Tuesday, September 23, 2014
Inquirer Daily News

Netflix has more subscribers than HBO, rolls out family plan

Fire. The wheel. Electricity. Sliced bread. The Polio vaccine.

Netflix has more subscribers than HBO, rolls out family plan

Fire. The wheel. Electricity. Sliced bread. The polio vaccine. These pantheon inventions and discoveries forever altered the human experience. It's time to have a conversation about Netflix.

That's obviously a bit hyperbolic, but the trend is clear: people love them some Netflix. The streaming content provider now boasts of 36 million global subscribers. That's more than HBO. House of Cards, the Kevin Spacey political drama from executive producer David Fincher, dropped earlier this year to much critical acclaim and—though the details are still quite vague—provided a "nice impact but a gentle, impact." The new thriller series from Eli Roth, Hemlock Grove, is hardly watchable (I made it into Episode 4 before continuing with the series felt masochistic), but it debuted to a larger audience than HoC. The triumphant return of Arrested Development is barely a month away. Oh, and Netflix stock is doing OK, I guess.

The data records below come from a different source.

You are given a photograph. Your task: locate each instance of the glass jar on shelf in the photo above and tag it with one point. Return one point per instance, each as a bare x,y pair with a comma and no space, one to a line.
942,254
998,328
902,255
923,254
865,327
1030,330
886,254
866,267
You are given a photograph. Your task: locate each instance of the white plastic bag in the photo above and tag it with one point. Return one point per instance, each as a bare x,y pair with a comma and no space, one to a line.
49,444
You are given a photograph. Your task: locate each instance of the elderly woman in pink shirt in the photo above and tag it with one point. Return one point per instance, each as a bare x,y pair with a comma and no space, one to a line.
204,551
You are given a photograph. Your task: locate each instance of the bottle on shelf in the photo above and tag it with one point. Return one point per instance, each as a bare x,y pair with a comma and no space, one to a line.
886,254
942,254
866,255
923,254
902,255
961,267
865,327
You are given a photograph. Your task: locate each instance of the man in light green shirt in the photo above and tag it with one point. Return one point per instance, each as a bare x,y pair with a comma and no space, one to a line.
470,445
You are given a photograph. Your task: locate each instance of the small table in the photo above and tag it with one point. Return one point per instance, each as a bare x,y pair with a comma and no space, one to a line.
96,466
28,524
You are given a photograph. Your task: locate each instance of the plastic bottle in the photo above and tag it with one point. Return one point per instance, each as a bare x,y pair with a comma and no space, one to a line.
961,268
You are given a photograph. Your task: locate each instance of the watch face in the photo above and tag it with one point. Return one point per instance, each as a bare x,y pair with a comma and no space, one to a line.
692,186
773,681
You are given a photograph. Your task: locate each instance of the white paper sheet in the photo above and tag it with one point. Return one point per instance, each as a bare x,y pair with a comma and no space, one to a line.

If its after-hours surge holds up when the markets open again tomorrow, Netflix will be the top performing stock in the S&P 500 this year, up 134%. It’s already the best S&P stock since the market’s previous peak in 2007. [Quartz]

Now, Netflix has announced the availability of a "family plan." Typically, the $7.99/month streaming service is available to subscribers on two devices simultaneously. For password sharers, historically, this meant that the third person to the Netflix party was S.O.L. Now, for $11.99/month, users can stream on an additional two devices simultaneously.

A family of four streaming four different shows on four different devices in four different rooms is a depressing image and a frightening commentary on technology's affect on the nuclear family. But, it also means that you can access the Netflix vault of cinematic gems for a mere $3/month, so long as you can find three friends who won't marathon Merlin or some other awful crap that will occupy your Recently Watched and poison the predictor that recommends Witty Indpendent Crime Movies and Social Issue Dramas based on real life.

In 2013, a pack of gum costs close to $2. For a dollar more per month, you can have all of The West Wing that your little heart desires. Three dollars? Well worth it.